The Australian sharemarket had its biggest one-day fall in four months as a drop in Australian business confidence and postponement on Greece’s aid disbursement triggered fears of debt default and a wave of safe haven demand for the US dollar and the yen.
Wall Street finished flat last night on signs of compromise between US politicians over the “fiscal cliff”, but sentiment turned negative in the Asian session after the European Union finance ministers’ meeting failed to reach agreement to release funds to enable Greece to meet a 5 billion euro bond maturity on Friday.
The S&P/ASX dropped steadily throughout the session, before closing 68.2 points, or 1.5 per cent, at 4379.8 points, with another sharp fall in Chinese stocks compounding the negative sentiment.
The NAB business confidence index fell from 0 to mins 1.3 points as capital spending fell to three-year lows.
The Shanghai composite index was down 1.4 per cent at the close of the ASX after the official Xinhua news agency reported that the government may expand a property tax trial while a broker warned retail sales could be weak this month.
Japan’s Nikkei index was off 0.5 per cent as the stronger yen weighed on exporters.

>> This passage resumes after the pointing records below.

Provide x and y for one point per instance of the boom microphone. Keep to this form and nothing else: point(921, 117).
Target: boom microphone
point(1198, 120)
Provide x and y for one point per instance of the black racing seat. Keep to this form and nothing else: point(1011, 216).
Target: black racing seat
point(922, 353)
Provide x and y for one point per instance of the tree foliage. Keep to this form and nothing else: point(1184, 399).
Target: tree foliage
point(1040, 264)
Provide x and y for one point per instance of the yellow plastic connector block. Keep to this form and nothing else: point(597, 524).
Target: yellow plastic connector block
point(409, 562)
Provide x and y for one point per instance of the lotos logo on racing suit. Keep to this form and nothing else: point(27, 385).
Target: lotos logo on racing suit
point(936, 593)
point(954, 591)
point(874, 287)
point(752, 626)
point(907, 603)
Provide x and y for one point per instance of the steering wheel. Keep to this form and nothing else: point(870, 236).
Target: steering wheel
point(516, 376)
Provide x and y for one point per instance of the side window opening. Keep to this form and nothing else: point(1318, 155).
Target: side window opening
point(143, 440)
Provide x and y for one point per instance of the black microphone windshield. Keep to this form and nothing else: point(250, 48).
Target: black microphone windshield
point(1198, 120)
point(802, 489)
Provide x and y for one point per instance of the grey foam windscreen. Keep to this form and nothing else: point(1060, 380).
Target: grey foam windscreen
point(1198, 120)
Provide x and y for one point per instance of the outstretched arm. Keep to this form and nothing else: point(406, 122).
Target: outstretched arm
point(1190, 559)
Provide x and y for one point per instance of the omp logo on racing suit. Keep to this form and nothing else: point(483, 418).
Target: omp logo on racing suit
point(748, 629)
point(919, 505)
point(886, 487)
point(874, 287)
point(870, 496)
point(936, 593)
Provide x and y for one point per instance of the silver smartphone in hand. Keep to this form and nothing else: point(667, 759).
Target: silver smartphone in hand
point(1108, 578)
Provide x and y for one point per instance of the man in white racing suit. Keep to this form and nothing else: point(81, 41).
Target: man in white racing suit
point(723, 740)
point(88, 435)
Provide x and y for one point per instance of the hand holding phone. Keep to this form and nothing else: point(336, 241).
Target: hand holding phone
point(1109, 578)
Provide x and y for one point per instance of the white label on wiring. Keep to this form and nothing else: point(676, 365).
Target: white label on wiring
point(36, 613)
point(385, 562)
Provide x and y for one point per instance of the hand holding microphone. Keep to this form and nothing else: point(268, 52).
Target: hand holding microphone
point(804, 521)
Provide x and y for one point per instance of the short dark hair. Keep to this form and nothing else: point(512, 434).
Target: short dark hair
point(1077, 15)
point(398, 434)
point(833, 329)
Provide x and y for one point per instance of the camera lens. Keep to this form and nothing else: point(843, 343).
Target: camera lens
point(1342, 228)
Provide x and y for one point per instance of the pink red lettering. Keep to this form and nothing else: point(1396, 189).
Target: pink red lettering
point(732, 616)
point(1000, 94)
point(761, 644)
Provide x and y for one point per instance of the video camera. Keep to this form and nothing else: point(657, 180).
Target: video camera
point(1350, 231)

Eurozone sovereign debt jitters were fanned by disagreement over requirements for Greece to reach a sustainable debt level, with Greece claiming it had been given a two year extension to 2022 despite opposition from IMF chief executive Christine Lagarde.

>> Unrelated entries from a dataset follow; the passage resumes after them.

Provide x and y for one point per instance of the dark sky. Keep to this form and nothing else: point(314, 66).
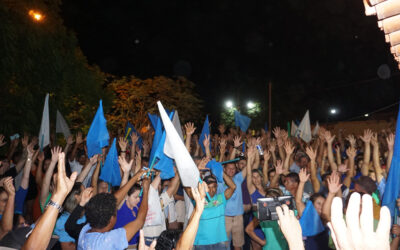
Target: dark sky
point(317, 54)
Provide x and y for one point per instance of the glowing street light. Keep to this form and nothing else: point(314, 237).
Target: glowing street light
point(250, 105)
point(36, 15)
point(229, 104)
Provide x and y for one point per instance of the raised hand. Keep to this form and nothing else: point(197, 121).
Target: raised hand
point(9, 186)
point(190, 128)
point(288, 148)
point(122, 142)
point(303, 175)
point(79, 138)
point(70, 140)
point(221, 129)
point(279, 167)
point(351, 140)
point(334, 183)
point(351, 152)
point(2, 142)
point(328, 137)
point(125, 166)
point(311, 153)
point(390, 141)
point(367, 136)
point(64, 184)
point(87, 194)
point(236, 141)
point(55, 152)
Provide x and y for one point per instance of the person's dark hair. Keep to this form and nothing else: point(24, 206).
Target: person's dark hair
point(316, 196)
point(294, 177)
point(367, 184)
point(134, 188)
point(71, 202)
point(168, 239)
point(100, 209)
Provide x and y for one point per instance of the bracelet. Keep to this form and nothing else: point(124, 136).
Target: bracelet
point(54, 204)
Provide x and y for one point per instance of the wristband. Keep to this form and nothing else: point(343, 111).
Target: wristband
point(54, 204)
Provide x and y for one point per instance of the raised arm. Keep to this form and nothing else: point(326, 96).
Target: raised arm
point(85, 171)
point(250, 158)
point(329, 139)
point(120, 194)
point(314, 179)
point(375, 158)
point(299, 193)
point(334, 187)
point(367, 151)
point(187, 239)
point(133, 227)
point(390, 142)
point(55, 152)
point(41, 234)
point(189, 128)
point(289, 151)
point(351, 153)
point(8, 216)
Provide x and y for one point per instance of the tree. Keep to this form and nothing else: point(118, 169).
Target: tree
point(39, 58)
point(134, 98)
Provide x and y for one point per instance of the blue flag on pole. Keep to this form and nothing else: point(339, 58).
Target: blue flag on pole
point(205, 131)
point(216, 169)
point(128, 131)
point(97, 137)
point(310, 221)
point(392, 188)
point(242, 121)
point(110, 172)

Forex.com analyst Chris Tedder said the current disagreement between Greece’s creditors would only complicate the situation.
“Thus, it may only be a matter of time before the market becomes fed-up with the infighting in Europe, some of which we saw today in the form of a big EUR sell-off,” he said.
Markets are nervously awaiting Germany’s ZEW business confidence survey to see if there is any sign of an end to the weak trend.
The Australian dollar dipped 0.3¢ to $US1.04, but climbed 0.4¢ to a 10-week high of 82.07 euro cents as the unitary currency fell to a two month low against the US dollar.
Gold slipped $US10 to $US1724 an ounce, while copper fell 0.6 per cent to $US7590 a tonne.
The broader All Ordinaries index was down 65.7 points, or 1.47 per cent, at 4404.2.
On the ASX 24, the December share price index futures contract was 63 points lower at 4394, with 31,776 contracts traded.
OptionsXpress market analyst Ben Le Brun said the Australian share market experienced selling across all sectors on Tuesday.
He said the sell-off had gained momentum during the session.
"We’ve got the EU (European Union) ministers trying to flesh out a deal for Greece. We’ve got the US fiscal cliff, and we’ve had a pretty consistent outperformance (of the Australian market) against the US (market) for the last couple of weeks, so we might be coming back down to earth with a bit of a thud,” Mr Le Brun said.
Investors were waiting to see if there would be an interest rate cut in Australia in December, and some recent bad corporate news on the local front added to a general air of uncertainty.
Among the major banks, ANZ was off 40 cents at $24.05, National Australia descended 53 cents to $23.11, Westpac dumped 55 cents at $24.80, and Commonwealth Bank surrendered 70 cents to $58.70.
Elsewhere in the financial services sector, global insurer QBE was 88 cents, or 7.46 per cent, lower at $10.92 following several broker downgrades and speculation that a capital raising that the company was undertaking would be insufficient, Mr Le Brun.
QBE shares have fallen sharply after the company on Monday downgraded its earnings expectations in the wake of superstorm Sandy in the US.
Among resource stocks, BHP Billiton was 55 cents lower at $33.75 as it was given until 2016 to go ahead with the expansion at the Olympic Dam mine in South Australia.
Rio Tinto lost 97 cents at $57.67 as it said a planned strike at its Blair Athol coal mine over claims of unfair redundancy payments would have minimal impact before the mine closes.
Among other stocks, Seven West Media jumped 13 cents, or 11.21 per cent, to $1.29 after it told shareholders it expects to record lower first half earnings in a difficult media market, and outlined cost-cutting targets.
Engineering firm UGL dipped four cents to $10.15 after it said it still expected to post similar full year results to those of 2012, with trading conditions remaining challenging.
Incitec Pivot was 11 cents higher at $3.02 as it said it was taking steps to reduce the risk associated with its fertiliser business while continuing to focus on expanding its explosives business, especially in Asia.
Preliminary national turnover was 1.63 billion shares worth $4.62 billion, with 661 stocks down, 301 up and 360 unchanged.